Weniger Arbeit bei gleichem Verdienst. In Deutschland hat sich eine Initiative formiert, die der "Massenarbeitslosigkeit" den Kampf ansagen möchte. Wie die Initiatoren in einem offenen Brief schreiben, soll dies "höchste wirtschaftliche und politische, soziale und humanitäre Priorität" haben. Der offene Brief ist an Gewerkschaften, Politiker, Verbände und Kirchenleitungen adressiert. Also praktisch an alle. Als Absender fungieren ebenso Gewerkschafter, Politiker, Professoren und Wissenschaftler, die als "Arbeitsgruppe alternative Wirtschaftspolitik" auftreten. An Bord sind mehr als 100 Proponenten, wie deutsche Medien berichten. Die Kernforderung ist eine kollektive Arbeitszeitverkürzung auf 30 Stunden pro Woche – bei vollem Lohn und einer jährlichen Abgeltung der Inflation.
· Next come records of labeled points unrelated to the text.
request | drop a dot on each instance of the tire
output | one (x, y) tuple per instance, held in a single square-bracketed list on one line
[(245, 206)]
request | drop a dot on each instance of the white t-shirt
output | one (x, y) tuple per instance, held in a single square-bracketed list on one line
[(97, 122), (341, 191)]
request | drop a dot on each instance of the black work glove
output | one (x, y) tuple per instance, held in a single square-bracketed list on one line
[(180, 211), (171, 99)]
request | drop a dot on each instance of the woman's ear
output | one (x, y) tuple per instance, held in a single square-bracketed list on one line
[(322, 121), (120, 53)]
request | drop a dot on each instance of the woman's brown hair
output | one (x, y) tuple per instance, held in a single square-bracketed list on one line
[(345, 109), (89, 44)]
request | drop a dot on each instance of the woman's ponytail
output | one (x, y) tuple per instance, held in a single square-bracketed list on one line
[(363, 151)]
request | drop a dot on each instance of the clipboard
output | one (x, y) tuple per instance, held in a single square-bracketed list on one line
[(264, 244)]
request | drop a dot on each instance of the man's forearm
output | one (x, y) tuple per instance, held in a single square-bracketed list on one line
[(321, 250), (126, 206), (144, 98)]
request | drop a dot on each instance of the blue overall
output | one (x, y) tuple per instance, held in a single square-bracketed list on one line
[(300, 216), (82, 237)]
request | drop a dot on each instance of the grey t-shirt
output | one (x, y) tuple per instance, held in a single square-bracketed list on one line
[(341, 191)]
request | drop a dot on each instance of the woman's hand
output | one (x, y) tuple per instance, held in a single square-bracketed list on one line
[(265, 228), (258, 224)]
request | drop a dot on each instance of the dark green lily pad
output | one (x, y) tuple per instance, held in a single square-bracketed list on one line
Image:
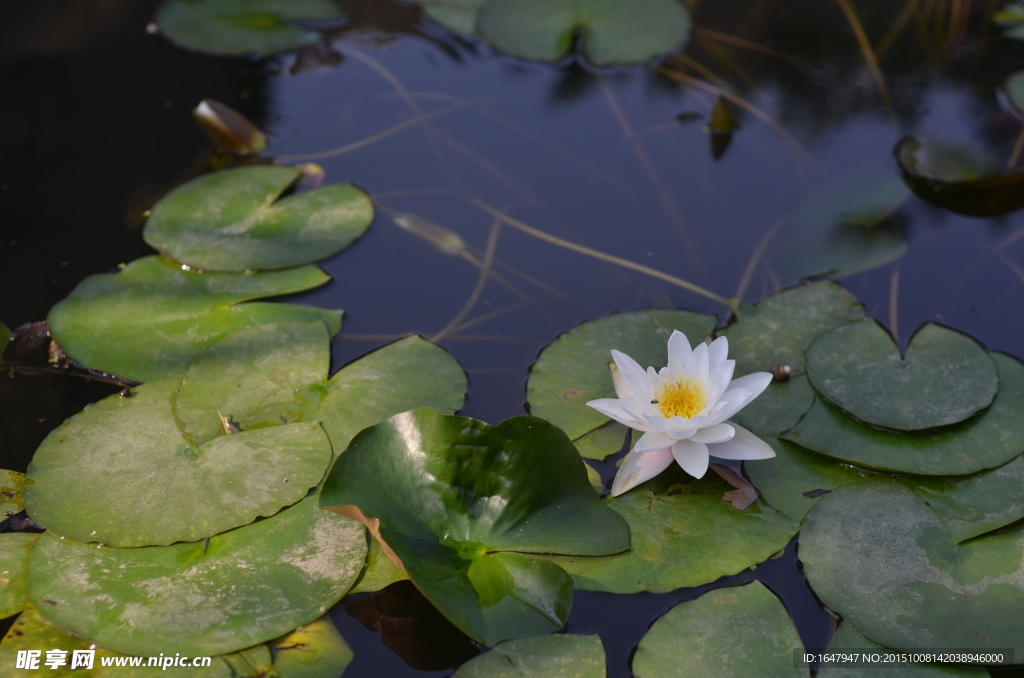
[(795, 479), (944, 378), (259, 28), (558, 655), (574, 369), (973, 505), (847, 639), (154, 320), (739, 631), (249, 371), (122, 473), (877, 554), (835, 231), (11, 485), (682, 536), (245, 587), (313, 650), (235, 220), (14, 550), (462, 505), (960, 176), (611, 32)]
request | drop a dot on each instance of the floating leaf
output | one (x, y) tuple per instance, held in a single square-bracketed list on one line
[(558, 655), (244, 587), (236, 220), (739, 631), (11, 485), (795, 478), (834, 230), (611, 32), (574, 369), (944, 378), (973, 505), (988, 439), (313, 650), (121, 472), (259, 28), (957, 175), (681, 536), (462, 503), (877, 554), (154, 320), (14, 550)]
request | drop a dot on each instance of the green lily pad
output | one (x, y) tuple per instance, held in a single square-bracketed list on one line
[(847, 639), (682, 536), (611, 32), (739, 631), (877, 554), (602, 441), (236, 220), (11, 485), (313, 650), (988, 439), (973, 505), (795, 478), (574, 369), (240, 28), (249, 372), (244, 587), (14, 550), (834, 231), (154, 320), (559, 655), (122, 473), (944, 378), (462, 504)]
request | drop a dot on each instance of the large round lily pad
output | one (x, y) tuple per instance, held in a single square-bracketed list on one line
[(876, 553), (462, 505), (560, 655), (154, 320), (612, 32), (121, 472), (243, 27), (236, 220), (944, 378), (244, 587), (682, 536), (988, 439), (574, 369), (740, 631)]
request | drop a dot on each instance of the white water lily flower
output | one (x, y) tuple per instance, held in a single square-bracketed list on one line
[(682, 411)]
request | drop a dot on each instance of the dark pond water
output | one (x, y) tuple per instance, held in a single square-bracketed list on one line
[(95, 126)]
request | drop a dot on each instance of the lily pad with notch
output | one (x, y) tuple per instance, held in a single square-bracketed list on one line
[(236, 220), (244, 587), (241, 28), (573, 370), (944, 378), (465, 507), (153, 320), (958, 176), (611, 33)]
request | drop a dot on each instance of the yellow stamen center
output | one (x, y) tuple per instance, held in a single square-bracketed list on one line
[(684, 398)]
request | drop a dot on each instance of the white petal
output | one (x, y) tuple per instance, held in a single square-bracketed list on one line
[(633, 374), (742, 446), (639, 467), (716, 433), (679, 347), (692, 457), (610, 407), (653, 440)]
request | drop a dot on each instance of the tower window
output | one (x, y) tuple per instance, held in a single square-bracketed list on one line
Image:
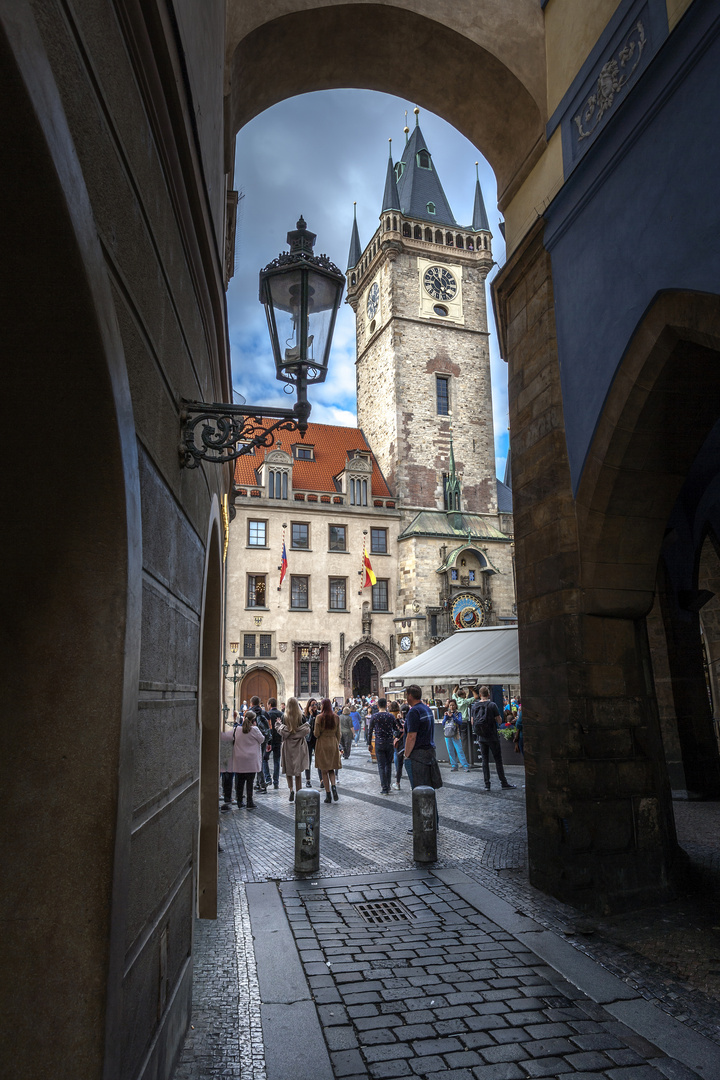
[(443, 394)]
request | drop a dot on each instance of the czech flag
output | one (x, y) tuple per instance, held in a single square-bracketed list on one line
[(283, 565), (369, 576)]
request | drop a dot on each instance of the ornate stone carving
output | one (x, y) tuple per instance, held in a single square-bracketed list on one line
[(612, 79)]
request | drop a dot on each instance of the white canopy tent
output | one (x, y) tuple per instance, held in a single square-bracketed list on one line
[(483, 655)]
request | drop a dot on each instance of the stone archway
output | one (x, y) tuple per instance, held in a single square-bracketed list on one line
[(493, 54), (263, 680), (377, 657)]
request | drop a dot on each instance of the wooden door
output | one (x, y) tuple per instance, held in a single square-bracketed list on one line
[(259, 683)]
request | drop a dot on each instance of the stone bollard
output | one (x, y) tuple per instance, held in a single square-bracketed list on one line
[(307, 832), (424, 825)]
"Kurz-Jobs" und Arbeitslose

In Deutschland sei zwar die Zahl der Jobs in den letzten Jahren gestiegen, schreiben die Initiatoren, sie kritisieren aber im gleichen Atemzug, dass es sich dabei überwiegend um "Kurz-Jobs" handle, die als Lebensgrundlage nicht ausreichten. Prekäre Beschäftigungsverhältnisse seien zur Normalität geworden. Neben den über drei Millionen Arbeitslosen gebe es in Deutschland noch drei Millionen, die mit Teilzeitarbeit über die Runden kommen müssen. Nicht immer freiwillig, nicht immer schaffen sie es. Das Überangebot am Arbeitsmarkt drücke das Lohnniveau.
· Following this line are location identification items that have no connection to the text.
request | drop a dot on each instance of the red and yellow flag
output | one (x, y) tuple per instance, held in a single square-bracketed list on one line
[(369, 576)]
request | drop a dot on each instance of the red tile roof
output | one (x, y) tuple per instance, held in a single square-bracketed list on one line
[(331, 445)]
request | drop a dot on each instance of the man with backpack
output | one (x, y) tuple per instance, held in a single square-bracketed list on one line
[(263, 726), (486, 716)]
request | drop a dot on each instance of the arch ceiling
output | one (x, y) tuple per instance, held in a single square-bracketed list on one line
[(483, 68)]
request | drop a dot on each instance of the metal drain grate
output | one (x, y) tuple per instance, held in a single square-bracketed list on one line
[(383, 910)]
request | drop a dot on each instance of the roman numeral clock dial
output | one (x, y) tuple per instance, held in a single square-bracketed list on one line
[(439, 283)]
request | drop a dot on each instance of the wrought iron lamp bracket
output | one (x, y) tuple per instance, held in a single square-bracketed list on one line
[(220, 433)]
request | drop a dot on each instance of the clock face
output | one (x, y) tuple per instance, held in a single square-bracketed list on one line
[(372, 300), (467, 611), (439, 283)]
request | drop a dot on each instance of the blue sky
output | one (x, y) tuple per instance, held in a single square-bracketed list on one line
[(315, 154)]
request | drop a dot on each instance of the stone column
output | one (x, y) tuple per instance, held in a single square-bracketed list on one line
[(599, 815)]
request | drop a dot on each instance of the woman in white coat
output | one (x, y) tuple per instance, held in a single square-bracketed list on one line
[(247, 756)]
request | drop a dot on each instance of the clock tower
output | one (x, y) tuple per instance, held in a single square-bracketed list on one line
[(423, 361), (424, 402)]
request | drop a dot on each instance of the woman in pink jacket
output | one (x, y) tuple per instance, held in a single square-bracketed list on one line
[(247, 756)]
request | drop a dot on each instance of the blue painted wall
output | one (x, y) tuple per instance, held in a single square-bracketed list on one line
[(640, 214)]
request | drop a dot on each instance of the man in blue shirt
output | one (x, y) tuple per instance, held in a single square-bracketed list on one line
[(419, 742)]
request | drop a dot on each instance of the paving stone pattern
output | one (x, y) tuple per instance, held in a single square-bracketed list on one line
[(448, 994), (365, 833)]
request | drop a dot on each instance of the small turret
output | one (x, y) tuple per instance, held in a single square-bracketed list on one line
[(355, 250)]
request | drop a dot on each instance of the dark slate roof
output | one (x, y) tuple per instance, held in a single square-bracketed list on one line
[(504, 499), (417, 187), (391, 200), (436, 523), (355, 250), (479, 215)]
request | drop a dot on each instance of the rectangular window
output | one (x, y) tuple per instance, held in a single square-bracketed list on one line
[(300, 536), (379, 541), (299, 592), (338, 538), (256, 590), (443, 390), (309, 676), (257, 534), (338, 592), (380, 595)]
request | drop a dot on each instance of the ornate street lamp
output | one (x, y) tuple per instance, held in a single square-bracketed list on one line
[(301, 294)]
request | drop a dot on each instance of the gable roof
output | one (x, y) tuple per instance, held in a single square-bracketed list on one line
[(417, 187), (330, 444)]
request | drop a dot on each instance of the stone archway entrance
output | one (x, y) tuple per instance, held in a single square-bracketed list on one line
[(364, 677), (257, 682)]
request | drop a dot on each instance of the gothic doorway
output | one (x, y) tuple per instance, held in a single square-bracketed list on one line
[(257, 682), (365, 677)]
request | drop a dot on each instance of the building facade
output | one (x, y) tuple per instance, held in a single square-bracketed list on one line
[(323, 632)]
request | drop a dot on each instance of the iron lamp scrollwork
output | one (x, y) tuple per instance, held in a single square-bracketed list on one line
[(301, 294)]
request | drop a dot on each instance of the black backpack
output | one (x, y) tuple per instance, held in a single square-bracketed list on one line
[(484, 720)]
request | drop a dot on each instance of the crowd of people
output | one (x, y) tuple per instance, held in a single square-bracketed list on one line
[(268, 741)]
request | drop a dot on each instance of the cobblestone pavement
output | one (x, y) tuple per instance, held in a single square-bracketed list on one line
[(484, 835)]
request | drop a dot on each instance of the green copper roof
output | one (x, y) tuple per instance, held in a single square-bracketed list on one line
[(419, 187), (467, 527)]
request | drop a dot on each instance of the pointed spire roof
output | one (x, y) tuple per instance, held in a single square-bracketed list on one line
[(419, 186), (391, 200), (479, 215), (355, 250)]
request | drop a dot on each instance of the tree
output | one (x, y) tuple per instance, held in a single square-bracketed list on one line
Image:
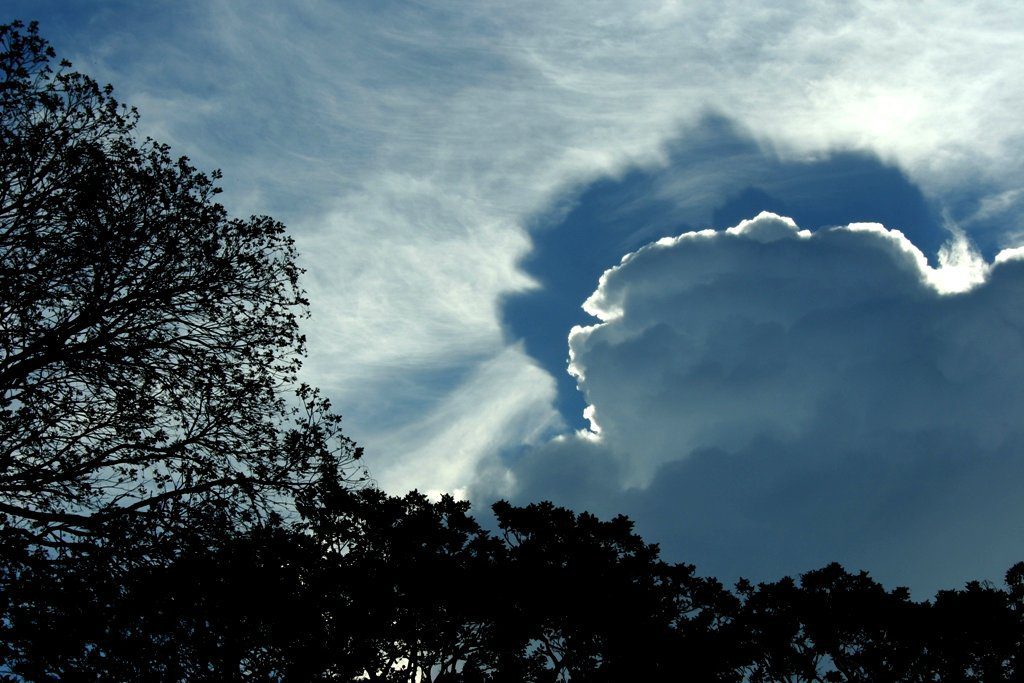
[(148, 342)]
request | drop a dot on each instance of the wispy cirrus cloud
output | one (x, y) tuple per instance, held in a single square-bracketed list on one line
[(408, 145)]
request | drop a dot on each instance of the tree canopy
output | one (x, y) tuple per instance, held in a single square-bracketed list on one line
[(148, 341), (174, 506)]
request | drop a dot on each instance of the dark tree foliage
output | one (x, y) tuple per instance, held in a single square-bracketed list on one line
[(377, 588), (150, 449), (148, 342)]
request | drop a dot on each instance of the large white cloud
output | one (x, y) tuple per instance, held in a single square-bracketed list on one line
[(769, 398), (408, 143)]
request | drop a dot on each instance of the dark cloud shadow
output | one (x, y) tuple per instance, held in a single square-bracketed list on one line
[(715, 176)]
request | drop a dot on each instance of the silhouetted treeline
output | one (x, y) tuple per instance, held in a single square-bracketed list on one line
[(399, 589), (175, 507)]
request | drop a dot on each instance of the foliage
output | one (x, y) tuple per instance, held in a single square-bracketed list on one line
[(148, 342), (403, 589)]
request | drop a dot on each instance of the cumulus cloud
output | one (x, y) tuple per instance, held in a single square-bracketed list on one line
[(408, 144), (767, 398)]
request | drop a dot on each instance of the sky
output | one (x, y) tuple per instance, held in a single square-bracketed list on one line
[(750, 273)]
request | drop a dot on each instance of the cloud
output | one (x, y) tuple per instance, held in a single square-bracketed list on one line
[(409, 145), (767, 398)]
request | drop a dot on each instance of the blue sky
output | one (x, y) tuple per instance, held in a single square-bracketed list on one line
[(459, 176)]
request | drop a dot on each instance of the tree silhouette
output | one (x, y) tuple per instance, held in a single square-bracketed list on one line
[(148, 342)]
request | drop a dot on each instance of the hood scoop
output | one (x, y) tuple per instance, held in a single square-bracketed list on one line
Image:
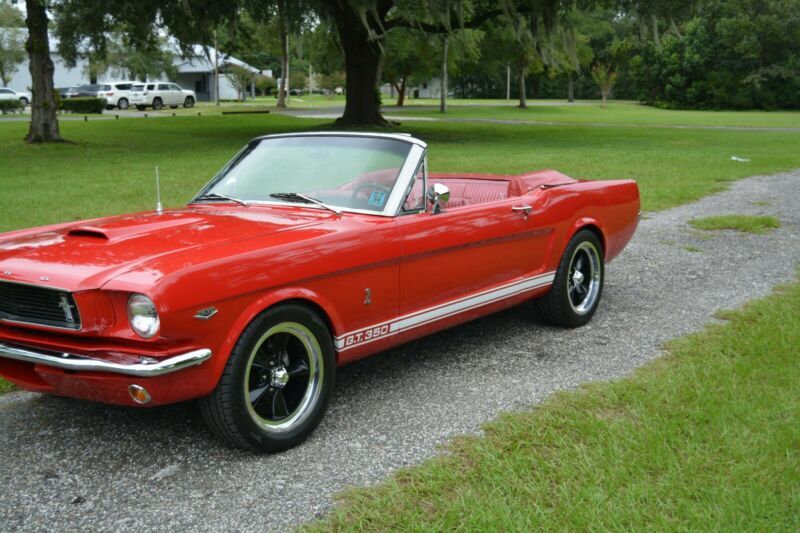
[(89, 232), (128, 227)]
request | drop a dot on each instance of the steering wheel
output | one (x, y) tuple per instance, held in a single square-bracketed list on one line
[(371, 186)]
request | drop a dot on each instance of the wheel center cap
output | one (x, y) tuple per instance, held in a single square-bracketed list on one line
[(279, 377)]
Eine 30-Stunden-Woche würde dazu führen, dass viele zusätzliche Jobs geschaffen werden, so die Argumentation der Befürworter. Jene, die weniger arbeiten, würden bei vollem Lohnausgleich trotzdem mit dem Einkommen auskommen. Dass es in Deutschland fast wieder Vollbeschäftigung gebe, wie viele behaupten, grenze "angesichts der Realität von Massenarbeitslosigkeit an Zynismus" und "Propaganda". Durch Vollbeschäftigung, die den Namen auch verdient, könne auch der "Umverteilung von den Arbeits- zu den Besitzeinkommen" ein Riegel vorgeschoben werden, heißt es.

Unterwürfigkeit und Zugeständnisse

Die Befürworter der Arbeitszeitverkürzung füttern ihre Argumentation mit Ergebnissen aktueller Studien, die psychische Erkrankungen aufgrund steigender Belastungen am Arbeitsplatz auf dem Vormarsch sehen: "Während viele Menschen unter psychologischen Folgen der Arbeitslosigkeit in Form von Depressionen, Minderwertigkeitsgefühlen etc. leiden, müssen Beschäftigte in den Betrieben die Folgen von Mehrarbeit auf sich nehmen." Die ständige Angst, den Job zu verlieren, resultiere in Unterwürfigkeit gegenüber den Unternehmen und Zugeständnissen wie Lohnkürzungen, Mehrarbeit und Arbeitsverdichtung. Eine Spirale, die den Wert einer Arbeitskraft stetig nach unten nivelliere, meint die "Arbeitsgruppe alternative Wirtschaftspolitik".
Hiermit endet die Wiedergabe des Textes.